La liberté telle que nous la ressentons avec force est en fait un affect de mode conscient qui se confond avec la notion (fondée dans la Nature comme propre aux modes conscients) de « bien ». Cette liberté, paradoxalement, n’existerait pas sans la détermination. Et comme personne ne choisit librement la non liberté, le mal-être, il n’y a finalement rien d’indéterminé (ni, s’agissant un mode fini, d’absolument permanent et d’absolument indépendant.)
Autre question : comment pouvons-nous progresser si nous sommes entièrement déterminés ? C’est en fait exactement la même question : l’évolution vers la liberté (ou vers l’enfermement) est déterminée comme la liberté même. Dans l’état de pseudo-équilibre où nous sommes, la vision de « plus de bien » est « à 50% erronée » ou des mouvements psychiques subconscients la compensent (ce qui équivaut à dire en général que le principe de l’erreur est inhérent à la conscience.) Le mouvement, et donc la déstabilisation, suppose une action extérieure (passion ; c’est une des raisons pour laquelle Spinoza a raison de dire que seule une passion peut dissoudre une passion.) Exemple : j’entends dire que tel auteur apaise l’esprit ; je le lis ; je comprend par la Raison ce qu’il veut dire ; cette compréhension se sublime en ressenti pur de la vérité de la chose, soit de la joie de vivre gagnée : j’ai progressé. J’entends dire la même chose d’un autre ; j’intègre son mal-être : j’ai régressé.
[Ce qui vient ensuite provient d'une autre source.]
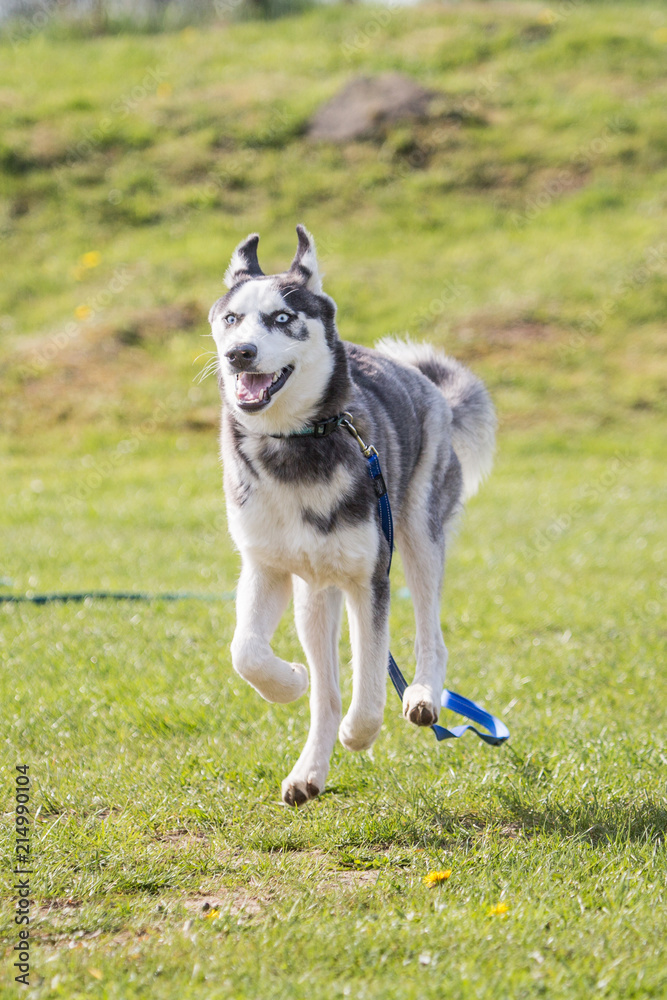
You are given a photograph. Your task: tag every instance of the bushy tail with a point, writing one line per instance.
(473, 416)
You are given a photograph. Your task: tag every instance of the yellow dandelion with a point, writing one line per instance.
(433, 878)
(90, 259)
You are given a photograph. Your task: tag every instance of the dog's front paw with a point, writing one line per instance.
(359, 732)
(419, 705)
(296, 791)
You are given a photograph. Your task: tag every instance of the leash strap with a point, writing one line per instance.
(497, 730)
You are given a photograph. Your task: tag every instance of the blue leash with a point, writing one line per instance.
(497, 730)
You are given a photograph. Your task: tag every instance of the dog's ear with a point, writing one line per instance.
(304, 267)
(244, 263)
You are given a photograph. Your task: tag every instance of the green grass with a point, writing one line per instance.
(524, 232)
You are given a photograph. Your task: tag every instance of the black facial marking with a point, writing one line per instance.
(296, 328)
(301, 300)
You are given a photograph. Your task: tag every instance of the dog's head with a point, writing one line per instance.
(276, 339)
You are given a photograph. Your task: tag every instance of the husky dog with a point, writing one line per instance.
(302, 509)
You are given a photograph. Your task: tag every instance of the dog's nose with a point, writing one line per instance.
(242, 356)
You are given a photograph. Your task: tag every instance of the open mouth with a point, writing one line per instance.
(254, 390)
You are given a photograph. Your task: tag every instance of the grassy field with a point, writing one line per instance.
(522, 228)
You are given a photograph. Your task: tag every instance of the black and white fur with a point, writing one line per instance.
(303, 511)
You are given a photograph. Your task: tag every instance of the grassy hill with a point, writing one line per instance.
(521, 227)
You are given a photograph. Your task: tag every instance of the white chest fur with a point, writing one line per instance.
(296, 527)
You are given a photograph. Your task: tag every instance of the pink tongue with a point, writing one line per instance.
(250, 387)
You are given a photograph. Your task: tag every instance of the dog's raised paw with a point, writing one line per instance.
(419, 706)
(295, 793)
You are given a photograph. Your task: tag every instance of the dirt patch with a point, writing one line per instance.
(366, 105)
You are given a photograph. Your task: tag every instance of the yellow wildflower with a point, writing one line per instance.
(90, 259)
(433, 878)
(547, 17)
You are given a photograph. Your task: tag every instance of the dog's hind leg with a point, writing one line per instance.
(368, 612)
(421, 541)
(261, 598)
(317, 615)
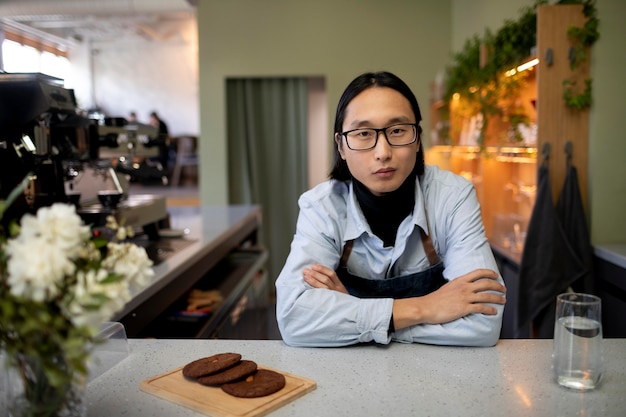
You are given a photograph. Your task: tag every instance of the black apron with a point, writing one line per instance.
(413, 285)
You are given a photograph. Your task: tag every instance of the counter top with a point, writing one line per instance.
(511, 379)
(209, 229)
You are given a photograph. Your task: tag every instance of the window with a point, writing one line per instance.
(25, 55)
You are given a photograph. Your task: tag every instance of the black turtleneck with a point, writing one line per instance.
(385, 213)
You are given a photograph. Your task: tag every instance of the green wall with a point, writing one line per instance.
(334, 39)
(340, 39)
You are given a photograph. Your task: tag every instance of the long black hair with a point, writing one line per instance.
(340, 169)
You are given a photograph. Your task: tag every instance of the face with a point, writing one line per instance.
(384, 168)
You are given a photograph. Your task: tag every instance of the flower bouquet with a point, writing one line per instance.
(58, 284)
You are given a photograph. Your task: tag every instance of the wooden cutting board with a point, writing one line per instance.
(212, 401)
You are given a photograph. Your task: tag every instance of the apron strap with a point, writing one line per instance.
(429, 249)
(343, 262)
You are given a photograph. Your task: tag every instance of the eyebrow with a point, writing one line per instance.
(366, 123)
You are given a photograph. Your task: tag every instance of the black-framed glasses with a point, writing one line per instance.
(363, 139)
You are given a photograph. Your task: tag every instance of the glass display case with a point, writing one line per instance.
(505, 179)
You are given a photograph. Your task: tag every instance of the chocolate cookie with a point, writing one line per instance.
(240, 370)
(210, 365)
(261, 383)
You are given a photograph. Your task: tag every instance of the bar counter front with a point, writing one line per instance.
(513, 378)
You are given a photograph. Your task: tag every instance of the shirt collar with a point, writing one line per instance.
(356, 224)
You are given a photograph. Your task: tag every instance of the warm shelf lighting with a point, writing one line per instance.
(523, 67)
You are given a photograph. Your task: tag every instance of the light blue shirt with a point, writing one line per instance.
(330, 216)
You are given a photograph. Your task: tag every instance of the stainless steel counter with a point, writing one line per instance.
(212, 232)
(511, 379)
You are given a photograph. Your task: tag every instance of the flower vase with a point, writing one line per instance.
(31, 392)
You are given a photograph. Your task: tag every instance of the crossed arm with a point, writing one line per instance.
(468, 294)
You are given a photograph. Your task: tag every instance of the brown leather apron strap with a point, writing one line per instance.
(343, 262)
(429, 248)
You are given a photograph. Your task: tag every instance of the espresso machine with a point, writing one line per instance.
(44, 140)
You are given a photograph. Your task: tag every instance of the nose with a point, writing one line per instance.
(382, 150)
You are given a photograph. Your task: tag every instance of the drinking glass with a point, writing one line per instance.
(578, 356)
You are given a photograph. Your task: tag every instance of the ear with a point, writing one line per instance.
(339, 143)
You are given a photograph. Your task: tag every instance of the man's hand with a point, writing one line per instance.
(468, 294)
(318, 276)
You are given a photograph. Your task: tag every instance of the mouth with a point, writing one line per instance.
(385, 172)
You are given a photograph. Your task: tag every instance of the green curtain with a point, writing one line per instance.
(267, 155)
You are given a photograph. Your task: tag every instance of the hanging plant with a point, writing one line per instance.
(582, 39)
(482, 88)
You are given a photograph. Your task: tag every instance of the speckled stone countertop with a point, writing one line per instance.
(511, 379)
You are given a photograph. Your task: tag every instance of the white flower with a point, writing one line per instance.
(129, 260)
(36, 268)
(57, 225)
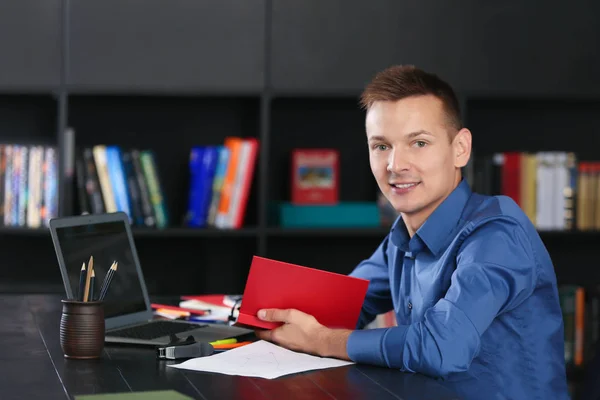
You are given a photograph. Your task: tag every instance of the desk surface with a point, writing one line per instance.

J’ai conscience de mon désir et par cela je crois avoir un libre-arbitre qui n’existe pas (mais effectivement, comme Spinoza le dit, en tant que mode fini, partiel au regard de la Nature, il vaut malgré tout souvent en pratique de considérer les choses comme contingentes bien qu’elles ne le soient pas, et comme liberté propre ce qui n’est que désir déterminé.) Toutefois la conscience de ceci ne saurait me conduire sainement à l’inaction – qui est une forme particulière d’action – car de toute façon la Nature me détermine à chercher plus de joie de vivre. Ceci d’autant plus qu’il est un stade où, à conditions extérieures similaires, le bien appelle le bien, ou en tout cas résiste au mal.